The Fishing Daily, a website that started up in 2020, covers “fishing industry news from Ireland, UK, Norway, Denmark, and other European countries along the Atlantic seaboard.” It recently reported on the major redevelopment of the fishing pier at Joe Caufield’s Howth, Dublin that has been officially named the “Howth Fishery Harbour Centre,” one of six State-owned modern fishing piers in Ireland. In 2021, almost 90% of all fish landed into Ireland was into the six State-owned Fishery Harbour Centres, and at Howth, these landings were valued at €12.9 million ($13.5 million).
Charlie McConalogue, Ireland’s Minister for the Marine, at the official opening of the new “Fishing Pier,” according to the report on The Fishing Daily, emphasized the “critical economic activity generated by our fishing industry” and the need to maintain the “vitality of Irish coastal communities.”
According to the founder and editor of The Fishing Daily, Oliver McBride, the website’s “aim and ethics” is “no compromise news about the fishing and seafood industry.” McBride notes that “To most people on land, fishing is something that happens out there unseen and unexperienced but that does not mean that it does not exist.” In McBride’s well-put opinion, “Fishing is the toughest job and the most dangerous vocation in the world.”
There is no shortage of Fishing News to report on McBride’s website and it is a vital service to many.

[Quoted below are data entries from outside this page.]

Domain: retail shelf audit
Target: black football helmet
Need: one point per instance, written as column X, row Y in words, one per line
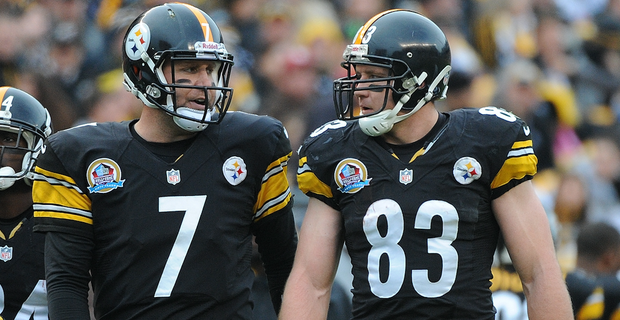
column 23, row 115
column 168, row 33
column 417, row 54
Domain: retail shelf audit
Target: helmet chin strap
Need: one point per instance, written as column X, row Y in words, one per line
column 190, row 125
column 384, row 121
column 7, row 182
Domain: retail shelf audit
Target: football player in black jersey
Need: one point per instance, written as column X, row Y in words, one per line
column 419, row 197
column 24, row 126
column 593, row 285
column 159, row 213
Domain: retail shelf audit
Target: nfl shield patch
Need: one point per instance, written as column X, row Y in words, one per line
column 6, row 253
column 406, row 176
column 174, row 176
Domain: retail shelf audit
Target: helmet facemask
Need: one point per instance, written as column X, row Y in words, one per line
column 416, row 52
column 400, row 82
column 27, row 147
column 162, row 93
column 157, row 40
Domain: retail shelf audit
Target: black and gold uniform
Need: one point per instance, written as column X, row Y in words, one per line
column 22, row 273
column 420, row 230
column 594, row 297
column 166, row 236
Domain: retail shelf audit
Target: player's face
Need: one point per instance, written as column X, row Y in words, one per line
column 370, row 101
column 11, row 157
column 200, row 73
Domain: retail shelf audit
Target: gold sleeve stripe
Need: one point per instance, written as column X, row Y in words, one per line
column 309, row 182
column 53, row 175
column 522, row 144
column 515, row 168
column 274, row 205
column 277, row 166
column 45, row 193
column 594, row 306
column 275, row 192
column 64, row 216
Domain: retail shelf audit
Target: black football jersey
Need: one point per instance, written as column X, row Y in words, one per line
column 172, row 240
column 594, row 297
column 22, row 273
column 420, row 232
column 508, row 297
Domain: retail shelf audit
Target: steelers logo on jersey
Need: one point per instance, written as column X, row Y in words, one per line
column 234, row 170
column 466, row 170
column 138, row 40
column 351, row 175
column 104, row 175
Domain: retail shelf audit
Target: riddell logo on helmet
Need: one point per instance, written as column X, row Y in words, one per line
column 208, row 46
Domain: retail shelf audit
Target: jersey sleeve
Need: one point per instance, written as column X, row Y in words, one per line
column 274, row 224
column 275, row 193
column 59, row 203
column 520, row 162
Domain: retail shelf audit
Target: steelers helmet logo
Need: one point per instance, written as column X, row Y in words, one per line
column 351, row 175
column 234, row 170
column 138, row 40
column 104, row 175
column 466, row 170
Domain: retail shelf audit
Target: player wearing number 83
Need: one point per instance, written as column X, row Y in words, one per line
column 160, row 212
column 419, row 197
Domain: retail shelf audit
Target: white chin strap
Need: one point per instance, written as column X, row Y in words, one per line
column 7, row 182
column 384, row 121
column 191, row 125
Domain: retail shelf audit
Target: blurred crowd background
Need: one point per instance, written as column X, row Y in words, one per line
column 554, row 63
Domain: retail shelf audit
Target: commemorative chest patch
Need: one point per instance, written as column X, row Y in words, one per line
column 234, row 170
column 6, row 253
column 405, row 176
column 466, row 170
column 351, row 176
column 104, row 175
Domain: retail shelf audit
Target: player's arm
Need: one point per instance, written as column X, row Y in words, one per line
column 307, row 291
column 67, row 261
column 276, row 237
column 526, row 230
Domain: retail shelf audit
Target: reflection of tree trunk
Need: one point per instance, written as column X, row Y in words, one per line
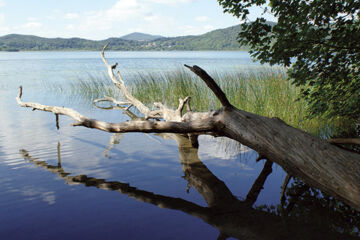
column 259, row 183
column 225, row 212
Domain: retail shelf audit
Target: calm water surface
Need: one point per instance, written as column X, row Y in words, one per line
column 82, row 183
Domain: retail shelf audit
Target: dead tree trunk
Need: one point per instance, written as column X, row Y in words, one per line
column 315, row 161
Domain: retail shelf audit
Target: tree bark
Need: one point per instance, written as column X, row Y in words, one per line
column 313, row 160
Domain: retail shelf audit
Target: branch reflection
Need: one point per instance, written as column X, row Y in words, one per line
column 231, row 216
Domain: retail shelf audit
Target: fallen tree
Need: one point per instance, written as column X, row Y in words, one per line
column 313, row 160
column 224, row 211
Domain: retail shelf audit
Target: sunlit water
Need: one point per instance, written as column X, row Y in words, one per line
column 37, row 203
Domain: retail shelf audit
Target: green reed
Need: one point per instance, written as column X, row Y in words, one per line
column 264, row 91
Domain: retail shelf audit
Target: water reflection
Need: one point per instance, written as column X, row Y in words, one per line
column 225, row 212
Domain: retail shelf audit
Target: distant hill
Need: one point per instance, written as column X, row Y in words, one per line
column 220, row 39
column 136, row 36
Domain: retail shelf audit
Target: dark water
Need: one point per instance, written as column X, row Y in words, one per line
column 82, row 183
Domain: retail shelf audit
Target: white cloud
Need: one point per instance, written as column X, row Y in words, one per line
column 170, row 1
column 71, row 16
column 32, row 25
column 202, row 19
column 209, row 27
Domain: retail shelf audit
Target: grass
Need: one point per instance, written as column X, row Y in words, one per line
column 264, row 91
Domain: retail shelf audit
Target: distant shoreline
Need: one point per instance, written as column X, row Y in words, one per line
column 218, row 40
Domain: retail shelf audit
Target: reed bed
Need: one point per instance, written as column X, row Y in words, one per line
column 264, row 91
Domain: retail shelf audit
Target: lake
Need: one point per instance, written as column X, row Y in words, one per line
column 82, row 183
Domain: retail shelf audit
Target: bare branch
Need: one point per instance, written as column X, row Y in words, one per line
column 119, row 82
column 135, row 126
column 111, row 99
column 355, row 141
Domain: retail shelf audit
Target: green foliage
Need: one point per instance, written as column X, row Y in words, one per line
column 221, row 39
column 264, row 91
column 319, row 40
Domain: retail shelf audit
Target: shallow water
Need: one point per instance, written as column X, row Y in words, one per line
column 77, row 182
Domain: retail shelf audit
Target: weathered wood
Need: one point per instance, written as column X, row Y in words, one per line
column 313, row 160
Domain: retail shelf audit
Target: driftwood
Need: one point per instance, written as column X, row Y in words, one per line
column 313, row 160
column 225, row 212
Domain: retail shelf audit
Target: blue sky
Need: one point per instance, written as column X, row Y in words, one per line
column 95, row 19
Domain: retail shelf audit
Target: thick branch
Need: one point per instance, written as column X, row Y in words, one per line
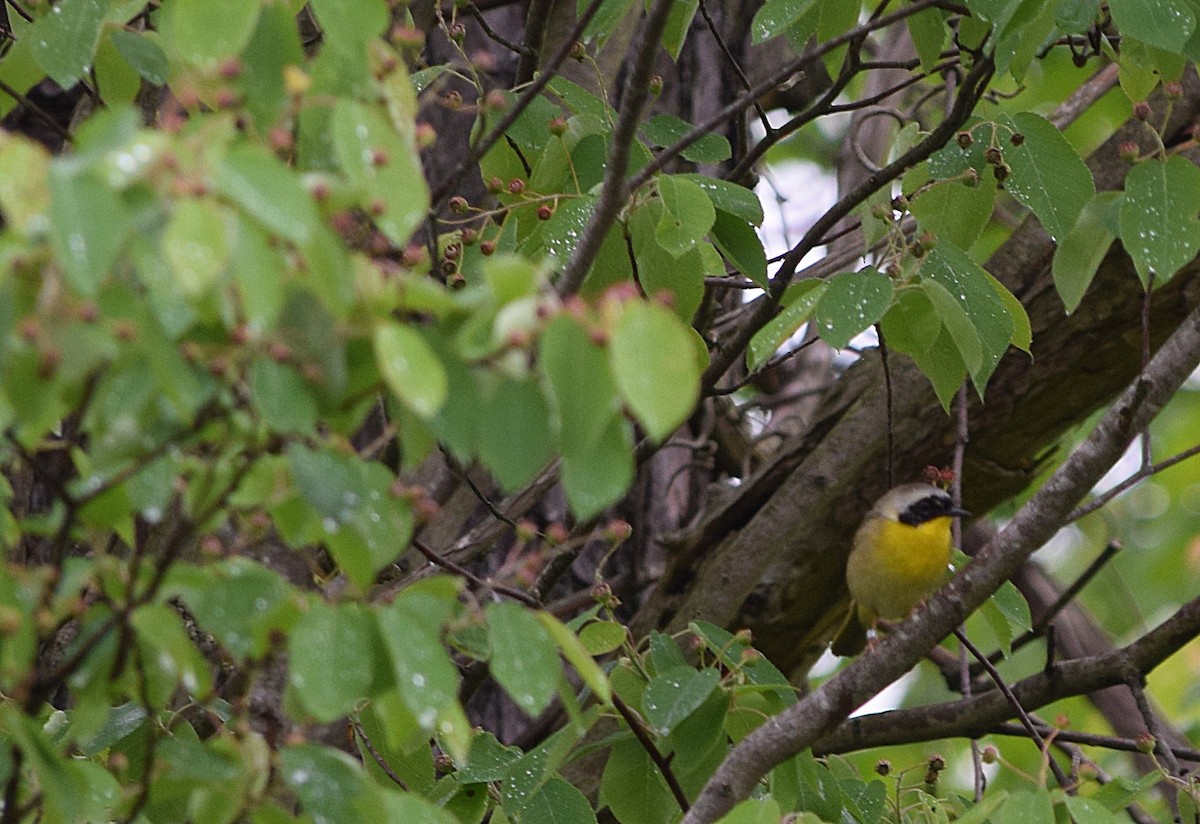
column 802, row 725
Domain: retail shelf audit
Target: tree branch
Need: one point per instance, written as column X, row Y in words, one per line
column 802, row 725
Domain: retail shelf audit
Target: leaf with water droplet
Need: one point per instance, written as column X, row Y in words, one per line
column 1047, row 174
column 1159, row 228
column 673, row 695
column 525, row 660
column 411, row 368
column 851, row 304
column 331, row 659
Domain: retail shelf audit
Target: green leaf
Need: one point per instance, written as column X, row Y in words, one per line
column 577, row 656
column 928, row 32
column 583, row 392
column 605, row 20
column 1084, row 248
column 970, row 286
column 201, row 32
column 726, row 197
column 239, row 601
column 1164, row 24
column 411, row 368
column 24, row 196
column 525, row 659
column 88, row 226
column 603, row 637
column 64, row 40
column 351, row 23
column 1026, row 807
column 742, row 246
column 678, row 23
column 426, row 679
column 1023, row 331
column 331, row 659
column 799, row 304
column 954, row 211
column 665, row 130
column 515, row 441
column 557, row 803
column 653, row 360
column 851, row 304
column 384, row 164
column 687, row 215
column 1158, row 217
column 634, row 788
column 171, row 655
column 755, row 811
column 268, row 191
column 911, row 325
column 412, row 809
column 1048, row 175
column 659, row 270
column 330, row 785
column 957, row 322
column 143, row 53
column 598, row 473
column 283, row 397
column 196, row 246
column 942, row 364
column 775, row 17
column 675, row 695
column 364, row 525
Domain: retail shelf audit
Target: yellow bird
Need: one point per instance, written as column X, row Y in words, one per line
column 900, row 555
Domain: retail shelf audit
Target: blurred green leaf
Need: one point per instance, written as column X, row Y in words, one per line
column 239, row 601
column 65, row 38
column 525, row 661
column 1081, row 251
column 577, row 656
column 330, row 785
column 774, row 17
column 268, row 191
column 688, row 215
column 143, row 53
column 673, row 695
column 331, row 659
column 851, row 304
column 1164, row 24
column 665, row 130
column 1159, row 226
column 201, row 32
column 741, row 244
column 654, row 365
column 1048, row 175
column 634, row 788
column 799, row 302
column 411, row 368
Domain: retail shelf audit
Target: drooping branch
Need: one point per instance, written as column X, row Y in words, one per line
column 805, row 722
column 978, row 715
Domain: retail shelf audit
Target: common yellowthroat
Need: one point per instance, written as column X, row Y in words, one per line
column 900, row 555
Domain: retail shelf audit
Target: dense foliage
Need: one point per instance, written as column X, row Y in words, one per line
column 339, row 355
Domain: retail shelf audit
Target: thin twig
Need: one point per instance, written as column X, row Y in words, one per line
column 733, row 64
column 643, row 737
column 357, row 726
column 997, row 679
column 1093, row 739
column 1135, row 683
column 1133, row 480
column 763, row 370
column 528, row 95
column 615, row 188
column 481, row 583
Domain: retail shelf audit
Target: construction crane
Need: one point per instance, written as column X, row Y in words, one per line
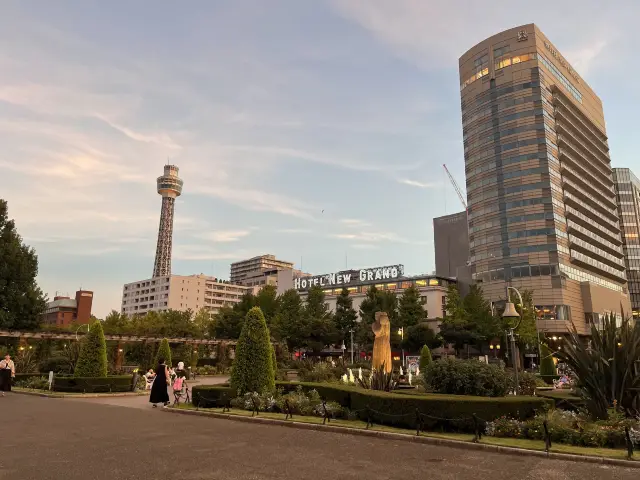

For example, there’s a half dozen fishing industry stories reported on one recent day, March 16, 2023. With the industrialization of fishing, there is an urgent need for accountability and to know, in the words of Maria Valentine, an oceanographer with Oceana “how much is being fished out and where it’s going to.” McBride’s The Fishing Daily is helping with that urgent task with regard to Europe’s Atlantic seaboard.
Oceanographer Maria Valentine’s above words were cited in a report last fall in the New York Times, How China Targets the Global Fish Supply (9/26/22) by Steven Lee Myers, Agnes Chang, Derek Watkins and Claire Fu. With the known stocks of most species of fish continuing to decline, this story in the New York Times on China’s deepwater fishing fleet of nearly 3,000 ships, the world’s largest, is stunning.
China now fishes in any ocean in the world now that its own coastal waters have been severely depleted of fish stock. According to this must-read article, China’s impact on the long-range sustainability of the ocean’s resources “is increasingly being felt from the Indian Ocean to the South Pacific, from the coasts of Africa to those off South America.”
In the words of Duncan Currie, an international environmental lawyer who advises the Deep Sea Conservation Coalition, the challenge facing the world is to persuade China that the ocean’s resources are “not going to be there forever.”
What can an individual consumer do? Years ago we drew attention to the Monterey Bay Aquarium Seafood Watch in a post on the difficulty of knowing where your salmon comes from. Its Seafood Guide is a remarkable resource for searching for fish “recommendations.” Recent searches for “lobster” and for “cod” took seconds and provided excellent guidance, for example. Check it out!